Durch Leiden den Gehorsam lernen, darin liegt eine tiefe Botschaft für uns alle, denn es ist relativ leicht, auf den Herrn zu hören, wenn wenig Leiden vorhanden sind, wenn alles spürbar von der Gnade Gottes getragen ist und wir sogar die Fruchtbarkeit unseres Wirkens vor Augen haben…

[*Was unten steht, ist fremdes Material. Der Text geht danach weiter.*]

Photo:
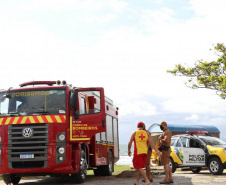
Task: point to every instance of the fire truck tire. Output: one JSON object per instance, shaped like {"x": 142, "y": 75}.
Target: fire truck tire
{"x": 81, "y": 176}
{"x": 215, "y": 166}
{"x": 97, "y": 172}
{"x": 11, "y": 178}
{"x": 105, "y": 170}
{"x": 108, "y": 169}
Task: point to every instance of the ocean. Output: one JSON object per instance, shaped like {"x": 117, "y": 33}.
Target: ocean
{"x": 124, "y": 158}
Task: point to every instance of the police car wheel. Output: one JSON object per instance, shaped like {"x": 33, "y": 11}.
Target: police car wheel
{"x": 215, "y": 166}
{"x": 80, "y": 177}
{"x": 11, "y": 178}
{"x": 172, "y": 165}
{"x": 195, "y": 169}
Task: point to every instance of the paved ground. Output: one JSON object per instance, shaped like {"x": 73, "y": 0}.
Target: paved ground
{"x": 128, "y": 177}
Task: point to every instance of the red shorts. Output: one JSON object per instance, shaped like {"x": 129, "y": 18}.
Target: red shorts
{"x": 139, "y": 161}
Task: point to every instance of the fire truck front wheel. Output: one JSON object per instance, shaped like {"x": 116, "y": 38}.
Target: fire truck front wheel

Denken wir jedoch an die vielen Missionare, welche unter schwersten Bedingungen das Evangelium weitergetragen haben und kaum oder gar keine Früchte sahen. Welches Leid muß innerlich daraus erwachsen! Vielleicht stellt sich sogar die Frage, ob man überhaupt den Willen Gottes erfüllt hat und ob nicht alles Mühen vergeblich ist. Es wird verständlich, daß hier der Gehorsam noch in einer anderen Qualität angefragt ist, wenn solche Missionare einfach ihre Aufgabe weiter erfüllen, unabhängig von einer sichtbaren Fruchtbarkeit.
In diesem Leid wird die Bindung an Gott noch tiefer, denn man tut seinen Dienst allein um Gottes willen, im nackten Hören auf ihn, ohne irgendeine persönliche Befriedigung.
Auch ein körperliches Leiden oder andere Formen des Leides können jene Dimension wach werden lassen, den Gehorsam in dieser hohen Qualität zu erlernen. Es besteht ja die Gefahr, sich gegen das Leid innerlich aufzulehnen, das man sich nicht für diesen Zeitpunkt vorgestellt hatte, das man für unangemessen hält oder ähnliche Einwände mehr.
Die Annahme des Leides aus der Hand Gottes, so wie er es zugelassen hat, führt uns in die Freiheit des Gehorsams; in eine Freiheit, die wir ohne dieses spezielle Leid gar nicht kennenlernen würden.